The man opposite Baird gave that a quiet snort. He was handsome and dressed as quite the dandy, in clear contrast to the large Texan. Wiry and of average height, he carried himself with an insolent ease that Baird found both annoying and striking. He certainly wouldn’t have been refused entrance to the Windsor Hotel, or any other hotel on the continent. They hadn’t let his scruffy little puppy in with him, though, and the beast sat by the window, devotedly watching its master through the speckled glass.
Baird would have sooner dealt with the dog than the shootist. His accent was that of an Englishman, and Baird had instantly decided he neither liked nor trusted the man. This was government business. An Englishman had no right to be involved. Baird’s orders were clear, though, and these were the two men he’d been told to contact. Before coming to his current position, Baird had been a Pinkerton agent, and a good one. He knew how to follow orders.
Baird gave the Texan a critical eye. “Fine,” Baird said. He wasn’t in any mood to deal further with the issue of tardiness. He leaned back in his chair, posture loose and face relaxed, though one hand was on the concealed gun under the table.
The Englishman wasn’t impressed. “I’d prefer it if we expedited this meeting.”
“If we what?” the Texan asked.
“Expedite. Hurry it along. Make it faster.”
“If you mean faster, just say faster.”
“Gentlemen,” Baird said with a sigh. Both men quieted and turned to him expectantly. Baird inclined his chin and gave them a smile. He looked first at the Englishman and then at the Texan. “You are the men known respectively as Dusty Rose and Bat Stringer, correct?”
Neither man flinched, though Baird had just spoken the names of two notorious gunmen. If either was surprised or concerned at the other’s presence, they didn’t show it.
“And if we aren’t who you say?” the Englishman asked. He kept one hand on the table as a show of respect. The other was, no doubt, in his lap wrapped around a revolver just like Baird’s.
“If you aren’t who I say, then just who might you be?” Baird asked as he slowly moved the gun in his own lap until it was pointing at the man. It was a misconception that it was easier to kill out West, that no one blinked an eye at murder. The crime was still considered heinous, and prosecuted to the fullest extent of the law. The law, however, didn’t reach too far out here. And Baird didn’t mind committing a heinous act or three.
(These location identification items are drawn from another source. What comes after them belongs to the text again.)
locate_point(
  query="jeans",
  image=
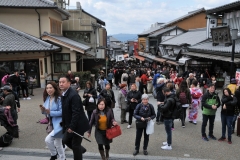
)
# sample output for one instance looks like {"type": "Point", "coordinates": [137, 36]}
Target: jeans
{"type": "Point", "coordinates": [234, 121]}
{"type": "Point", "coordinates": [130, 116]}
{"type": "Point", "coordinates": [89, 113]}
{"type": "Point", "coordinates": [168, 128]}
{"type": "Point", "coordinates": [138, 138]}
{"type": "Point", "coordinates": [73, 142]}
{"type": "Point", "coordinates": [211, 119]}
{"type": "Point", "coordinates": [55, 146]}
{"type": "Point", "coordinates": [227, 121]}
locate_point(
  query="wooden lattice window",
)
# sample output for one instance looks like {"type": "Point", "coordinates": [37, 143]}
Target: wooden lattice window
{"type": "Point", "coordinates": [55, 26]}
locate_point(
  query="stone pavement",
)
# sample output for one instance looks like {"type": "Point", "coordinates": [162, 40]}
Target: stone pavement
{"type": "Point", "coordinates": [187, 142]}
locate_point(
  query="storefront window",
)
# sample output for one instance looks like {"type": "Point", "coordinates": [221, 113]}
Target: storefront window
{"type": "Point", "coordinates": [62, 62]}
{"type": "Point", "coordinates": [61, 67]}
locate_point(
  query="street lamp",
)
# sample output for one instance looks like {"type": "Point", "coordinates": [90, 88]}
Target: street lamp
{"type": "Point", "coordinates": [234, 37]}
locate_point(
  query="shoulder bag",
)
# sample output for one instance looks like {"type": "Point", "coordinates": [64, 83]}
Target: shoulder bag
{"type": "Point", "coordinates": [113, 132]}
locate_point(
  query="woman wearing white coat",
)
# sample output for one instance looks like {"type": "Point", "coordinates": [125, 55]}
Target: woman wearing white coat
{"type": "Point", "coordinates": [53, 108]}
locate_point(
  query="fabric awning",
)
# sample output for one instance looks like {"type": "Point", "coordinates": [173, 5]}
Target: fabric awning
{"type": "Point", "coordinates": [160, 60]}
{"type": "Point", "coordinates": [139, 57]}
{"type": "Point", "coordinates": [172, 62]}
{"type": "Point", "coordinates": [212, 56]}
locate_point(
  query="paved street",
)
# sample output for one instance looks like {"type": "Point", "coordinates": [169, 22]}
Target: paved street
{"type": "Point", "coordinates": [187, 142]}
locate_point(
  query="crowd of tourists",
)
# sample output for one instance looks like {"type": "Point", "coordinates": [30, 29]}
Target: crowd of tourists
{"type": "Point", "coordinates": [68, 122]}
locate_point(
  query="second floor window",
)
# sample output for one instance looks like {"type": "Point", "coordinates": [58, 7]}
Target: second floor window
{"type": "Point", "coordinates": [55, 26]}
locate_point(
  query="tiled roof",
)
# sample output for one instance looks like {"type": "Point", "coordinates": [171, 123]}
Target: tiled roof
{"type": "Point", "coordinates": [191, 37]}
{"type": "Point", "coordinates": [112, 39]}
{"type": "Point", "coordinates": [38, 4]}
{"type": "Point", "coordinates": [184, 17]}
{"type": "Point", "coordinates": [164, 30]}
{"type": "Point", "coordinates": [230, 6]}
{"type": "Point", "coordinates": [12, 40]}
{"type": "Point", "coordinates": [206, 46]}
{"type": "Point", "coordinates": [68, 41]}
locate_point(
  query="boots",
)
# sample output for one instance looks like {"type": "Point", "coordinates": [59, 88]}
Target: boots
{"type": "Point", "coordinates": [107, 154]}
{"type": "Point", "coordinates": [102, 154]}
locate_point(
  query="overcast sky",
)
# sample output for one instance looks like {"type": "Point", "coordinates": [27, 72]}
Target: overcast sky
{"type": "Point", "coordinates": [135, 16]}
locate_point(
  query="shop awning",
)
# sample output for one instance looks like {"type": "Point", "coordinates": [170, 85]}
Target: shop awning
{"type": "Point", "coordinates": [160, 59]}
{"type": "Point", "coordinates": [139, 57]}
{"type": "Point", "coordinates": [212, 56]}
{"type": "Point", "coordinates": [172, 62]}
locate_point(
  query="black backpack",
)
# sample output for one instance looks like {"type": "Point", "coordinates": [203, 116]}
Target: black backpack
{"type": "Point", "coordinates": [5, 140]}
{"type": "Point", "coordinates": [177, 110]}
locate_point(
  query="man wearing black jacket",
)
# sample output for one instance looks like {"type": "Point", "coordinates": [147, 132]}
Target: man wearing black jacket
{"type": "Point", "coordinates": [167, 109]}
{"type": "Point", "coordinates": [73, 118]}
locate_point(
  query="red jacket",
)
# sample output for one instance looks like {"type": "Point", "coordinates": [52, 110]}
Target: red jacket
{"type": "Point", "coordinates": [144, 79]}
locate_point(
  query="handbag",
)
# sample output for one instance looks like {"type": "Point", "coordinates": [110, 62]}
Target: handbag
{"type": "Point", "coordinates": [141, 124]}
{"type": "Point", "coordinates": [50, 125]}
{"type": "Point", "coordinates": [113, 132]}
{"type": "Point", "coordinates": [150, 127]}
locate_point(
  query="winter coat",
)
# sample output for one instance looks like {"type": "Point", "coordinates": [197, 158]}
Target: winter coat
{"type": "Point", "coordinates": [140, 111]}
{"type": "Point", "coordinates": [167, 108]}
{"type": "Point", "coordinates": [160, 95]}
{"type": "Point", "coordinates": [73, 115]}
{"type": "Point", "coordinates": [230, 102]}
{"type": "Point", "coordinates": [136, 95]}
{"type": "Point", "coordinates": [122, 100]}
{"type": "Point", "coordinates": [95, 117]}
{"type": "Point", "coordinates": [207, 100]}
{"type": "Point", "coordinates": [56, 116]}
{"type": "Point", "coordinates": [89, 105]}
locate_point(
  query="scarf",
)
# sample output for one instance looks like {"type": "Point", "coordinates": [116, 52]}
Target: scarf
{"type": "Point", "coordinates": [124, 92]}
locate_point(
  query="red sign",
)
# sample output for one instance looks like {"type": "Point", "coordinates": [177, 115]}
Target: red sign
{"type": "Point", "coordinates": [135, 44]}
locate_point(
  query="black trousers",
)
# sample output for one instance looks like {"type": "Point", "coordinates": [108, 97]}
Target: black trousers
{"type": "Point", "coordinates": [73, 141]}
{"type": "Point", "coordinates": [130, 116]}
{"type": "Point", "coordinates": [139, 132]}
{"type": "Point", "coordinates": [211, 119]}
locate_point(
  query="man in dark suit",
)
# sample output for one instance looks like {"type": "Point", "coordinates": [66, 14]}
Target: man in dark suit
{"type": "Point", "coordinates": [73, 118]}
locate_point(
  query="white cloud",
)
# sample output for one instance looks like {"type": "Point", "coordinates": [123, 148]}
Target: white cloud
{"type": "Point", "coordinates": [133, 16]}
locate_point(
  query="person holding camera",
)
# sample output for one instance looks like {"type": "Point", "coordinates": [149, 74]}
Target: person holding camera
{"type": "Point", "coordinates": [143, 113]}
{"type": "Point", "coordinates": [53, 108]}
{"type": "Point", "coordinates": [133, 98]}
{"type": "Point", "coordinates": [166, 111]}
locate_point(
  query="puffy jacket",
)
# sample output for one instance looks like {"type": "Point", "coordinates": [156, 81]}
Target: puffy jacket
{"type": "Point", "coordinates": [90, 106]}
{"type": "Point", "coordinates": [136, 95]}
{"type": "Point", "coordinates": [167, 108]}
{"type": "Point", "coordinates": [160, 95]}
{"type": "Point", "coordinates": [73, 115]}
{"type": "Point", "coordinates": [140, 111]}
{"type": "Point", "coordinates": [207, 102]}
{"type": "Point", "coordinates": [230, 103]}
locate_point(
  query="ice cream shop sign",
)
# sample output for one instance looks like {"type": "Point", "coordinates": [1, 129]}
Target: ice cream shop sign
{"type": "Point", "coordinates": [221, 35]}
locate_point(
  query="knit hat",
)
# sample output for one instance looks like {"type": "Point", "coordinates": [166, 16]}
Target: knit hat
{"type": "Point", "coordinates": [123, 85]}
{"type": "Point", "coordinates": [145, 96]}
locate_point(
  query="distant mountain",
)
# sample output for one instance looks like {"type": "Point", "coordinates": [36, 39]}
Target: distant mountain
{"type": "Point", "coordinates": [125, 37]}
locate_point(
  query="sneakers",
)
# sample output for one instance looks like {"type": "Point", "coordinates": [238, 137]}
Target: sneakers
{"type": "Point", "coordinates": [135, 152]}
{"type": "Point", "coordinates": [145, 152]}
{"type": "Point", "coordinates": [165, 143]}
{"type": "Point", "coordinates": [167, 147]}
{"type": "Point", "coordinates": [221, 139]}
{"type": "Point", "coordinates": [205, 138]}
{"type": "Point", "coordinates": [212, 137]}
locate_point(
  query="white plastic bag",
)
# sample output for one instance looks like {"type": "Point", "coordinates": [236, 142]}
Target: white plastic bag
{"type": "Point", "coordinates": [91, 100]}
{"type": "Point", "coordinates": [150, 127]}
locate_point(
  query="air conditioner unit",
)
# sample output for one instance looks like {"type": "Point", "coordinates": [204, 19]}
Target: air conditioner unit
{"type": "Point", "coordinates": [211, 23]}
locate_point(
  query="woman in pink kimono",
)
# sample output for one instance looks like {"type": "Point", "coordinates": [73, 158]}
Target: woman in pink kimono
{"type": "Point", "coordinates": [196, 94]}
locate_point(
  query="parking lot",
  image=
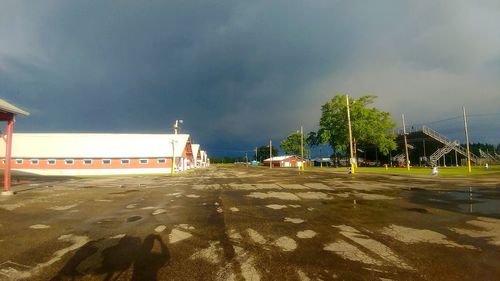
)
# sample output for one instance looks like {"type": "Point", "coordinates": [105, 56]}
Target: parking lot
{"type": "Point", "coordinates": [252, 223]}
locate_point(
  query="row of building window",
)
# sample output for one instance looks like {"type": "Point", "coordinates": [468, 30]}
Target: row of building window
{"type": "Point", "coordinates": [88, 161]}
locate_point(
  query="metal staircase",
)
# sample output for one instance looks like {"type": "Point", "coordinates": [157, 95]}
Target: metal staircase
{"type": "Point", "coordinates": [434, 158]}
{"type": "Point", "coordinates": [448, 146]}
{"type": "Point", "coordinates": [488, 156]}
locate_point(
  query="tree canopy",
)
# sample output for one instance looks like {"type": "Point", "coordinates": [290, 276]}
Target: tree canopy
{"type": "Point", "coordinates": [369, 125]}
{"type": "Point", "coordinates": [291, 145]}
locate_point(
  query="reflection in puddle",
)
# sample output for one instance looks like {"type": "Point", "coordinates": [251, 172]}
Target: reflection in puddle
{"type": "Point", "coordinates": [480, 201]}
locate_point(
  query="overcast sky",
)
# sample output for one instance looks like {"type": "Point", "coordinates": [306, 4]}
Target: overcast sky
{"type": "Point", "coordinates": [241, 72]}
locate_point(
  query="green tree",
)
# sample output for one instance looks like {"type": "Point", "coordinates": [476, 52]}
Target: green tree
{"type": "Point", "coordinates": [291, 145]}
{"type": "Point", "coordinates": [263, 152]}
{"type": "Point", "coordinates": [369, 125]}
Dusty Rose passively returned Baird’s stare. The Texan grunted at them both, as if to show he was still unimpressed.
Baird turned an eye on him. He wasn’t merely an outlaw and a gunman with a reputation. He was one with something to prove, and that made him even more dangerous.
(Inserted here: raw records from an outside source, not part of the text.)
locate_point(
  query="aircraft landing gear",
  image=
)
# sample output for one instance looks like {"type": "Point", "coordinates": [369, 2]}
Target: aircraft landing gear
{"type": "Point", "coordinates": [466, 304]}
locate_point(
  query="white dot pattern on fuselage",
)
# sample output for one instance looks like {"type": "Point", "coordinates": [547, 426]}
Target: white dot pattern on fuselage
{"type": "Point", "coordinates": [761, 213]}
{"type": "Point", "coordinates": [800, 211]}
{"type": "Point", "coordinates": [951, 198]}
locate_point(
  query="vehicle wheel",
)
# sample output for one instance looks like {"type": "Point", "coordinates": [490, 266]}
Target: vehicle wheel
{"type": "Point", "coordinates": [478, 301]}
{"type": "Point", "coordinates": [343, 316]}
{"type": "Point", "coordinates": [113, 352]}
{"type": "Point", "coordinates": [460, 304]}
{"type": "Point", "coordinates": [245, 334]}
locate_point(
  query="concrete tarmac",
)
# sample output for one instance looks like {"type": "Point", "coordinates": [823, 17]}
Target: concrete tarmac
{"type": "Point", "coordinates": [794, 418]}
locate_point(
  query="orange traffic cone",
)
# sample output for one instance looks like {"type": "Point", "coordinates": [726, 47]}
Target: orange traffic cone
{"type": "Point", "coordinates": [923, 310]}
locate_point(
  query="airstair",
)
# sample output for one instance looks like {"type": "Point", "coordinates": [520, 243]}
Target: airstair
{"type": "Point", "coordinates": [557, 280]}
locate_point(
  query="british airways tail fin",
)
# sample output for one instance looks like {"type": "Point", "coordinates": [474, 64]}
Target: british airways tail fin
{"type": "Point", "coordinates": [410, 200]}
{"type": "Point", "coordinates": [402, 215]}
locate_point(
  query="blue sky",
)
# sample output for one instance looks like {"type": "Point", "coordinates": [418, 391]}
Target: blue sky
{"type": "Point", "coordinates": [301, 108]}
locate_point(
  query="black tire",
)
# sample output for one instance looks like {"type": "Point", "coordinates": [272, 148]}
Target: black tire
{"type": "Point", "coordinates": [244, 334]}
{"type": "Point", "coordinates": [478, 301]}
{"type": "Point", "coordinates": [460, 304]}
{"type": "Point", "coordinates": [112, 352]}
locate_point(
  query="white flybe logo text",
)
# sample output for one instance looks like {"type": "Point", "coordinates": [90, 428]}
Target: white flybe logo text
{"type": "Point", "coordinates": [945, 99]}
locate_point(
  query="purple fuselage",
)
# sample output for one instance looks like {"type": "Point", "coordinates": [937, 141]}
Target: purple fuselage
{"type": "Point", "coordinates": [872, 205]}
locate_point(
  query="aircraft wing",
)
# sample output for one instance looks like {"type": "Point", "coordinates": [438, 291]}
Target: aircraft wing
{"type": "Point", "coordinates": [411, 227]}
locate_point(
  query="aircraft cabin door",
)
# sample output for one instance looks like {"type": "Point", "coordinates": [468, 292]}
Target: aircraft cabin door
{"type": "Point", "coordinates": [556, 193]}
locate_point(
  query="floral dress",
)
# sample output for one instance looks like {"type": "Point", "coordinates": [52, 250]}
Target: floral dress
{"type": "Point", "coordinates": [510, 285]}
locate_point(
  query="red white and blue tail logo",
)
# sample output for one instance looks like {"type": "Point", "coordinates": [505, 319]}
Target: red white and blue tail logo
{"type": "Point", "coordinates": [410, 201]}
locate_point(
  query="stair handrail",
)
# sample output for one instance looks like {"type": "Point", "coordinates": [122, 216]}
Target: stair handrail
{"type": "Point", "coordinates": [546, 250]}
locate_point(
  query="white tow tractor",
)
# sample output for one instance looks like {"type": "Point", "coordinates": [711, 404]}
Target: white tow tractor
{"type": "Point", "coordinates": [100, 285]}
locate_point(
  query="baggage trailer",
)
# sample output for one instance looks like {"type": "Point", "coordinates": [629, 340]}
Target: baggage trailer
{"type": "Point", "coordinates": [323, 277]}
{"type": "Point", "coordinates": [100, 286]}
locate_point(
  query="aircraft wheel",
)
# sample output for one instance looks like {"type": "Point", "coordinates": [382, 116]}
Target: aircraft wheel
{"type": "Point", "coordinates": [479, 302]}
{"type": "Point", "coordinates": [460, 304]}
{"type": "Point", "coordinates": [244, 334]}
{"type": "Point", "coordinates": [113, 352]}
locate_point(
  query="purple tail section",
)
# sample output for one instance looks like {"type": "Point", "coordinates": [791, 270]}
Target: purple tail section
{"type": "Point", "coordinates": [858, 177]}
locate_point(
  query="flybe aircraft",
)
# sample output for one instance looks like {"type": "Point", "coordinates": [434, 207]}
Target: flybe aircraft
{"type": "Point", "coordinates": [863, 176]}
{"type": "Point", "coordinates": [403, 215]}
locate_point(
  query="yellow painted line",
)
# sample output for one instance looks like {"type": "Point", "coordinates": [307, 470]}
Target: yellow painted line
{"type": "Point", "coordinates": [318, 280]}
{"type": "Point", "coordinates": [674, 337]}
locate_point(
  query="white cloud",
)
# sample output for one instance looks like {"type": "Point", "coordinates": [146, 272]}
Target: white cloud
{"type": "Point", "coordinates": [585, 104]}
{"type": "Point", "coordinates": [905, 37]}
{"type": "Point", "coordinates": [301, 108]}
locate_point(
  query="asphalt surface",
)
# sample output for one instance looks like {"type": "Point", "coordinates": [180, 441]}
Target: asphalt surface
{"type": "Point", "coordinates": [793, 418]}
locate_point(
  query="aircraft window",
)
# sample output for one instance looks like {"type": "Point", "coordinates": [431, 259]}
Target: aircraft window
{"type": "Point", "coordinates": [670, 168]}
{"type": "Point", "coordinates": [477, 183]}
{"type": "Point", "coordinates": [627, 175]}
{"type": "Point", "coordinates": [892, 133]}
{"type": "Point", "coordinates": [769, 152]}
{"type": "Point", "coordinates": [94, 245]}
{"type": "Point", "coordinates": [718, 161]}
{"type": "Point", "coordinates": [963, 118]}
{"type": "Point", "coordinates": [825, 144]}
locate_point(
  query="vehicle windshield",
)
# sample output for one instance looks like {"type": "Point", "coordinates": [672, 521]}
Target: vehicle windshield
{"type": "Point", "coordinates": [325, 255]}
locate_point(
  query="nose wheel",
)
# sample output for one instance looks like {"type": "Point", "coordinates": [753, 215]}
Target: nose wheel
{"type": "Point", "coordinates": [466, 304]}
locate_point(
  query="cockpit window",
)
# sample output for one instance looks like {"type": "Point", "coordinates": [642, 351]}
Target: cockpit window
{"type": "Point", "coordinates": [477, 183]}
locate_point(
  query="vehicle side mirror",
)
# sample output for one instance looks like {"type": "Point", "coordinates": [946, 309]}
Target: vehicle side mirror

Baird didn’t know much about Bat Stringer other than he hadn’t been the first choice for this job. Baird’s contacts were supposed to have tracked down Bat’s second-in-command, a man known as Whistling Jack Kale. Like Stringer, he’d come to the attention of Baird’s superiors after their gang had disappeared from inside a bank under the noses of the very authorities there to capture them.
Kale, however, was rumored to be the brains of the operation. But he was still in the wind, possibly dead. Which was why Bat Stringer was here now instead of him. If they’d wanted a man like Kale for the job, they were almost as well served with his boss. He was said to be a smart man, if not exactly a mastermind, and a fast draw. And if he really had killed Whistling Jack Kale, his best friend, then he was just ruthless enough to serve Baird’s purposes.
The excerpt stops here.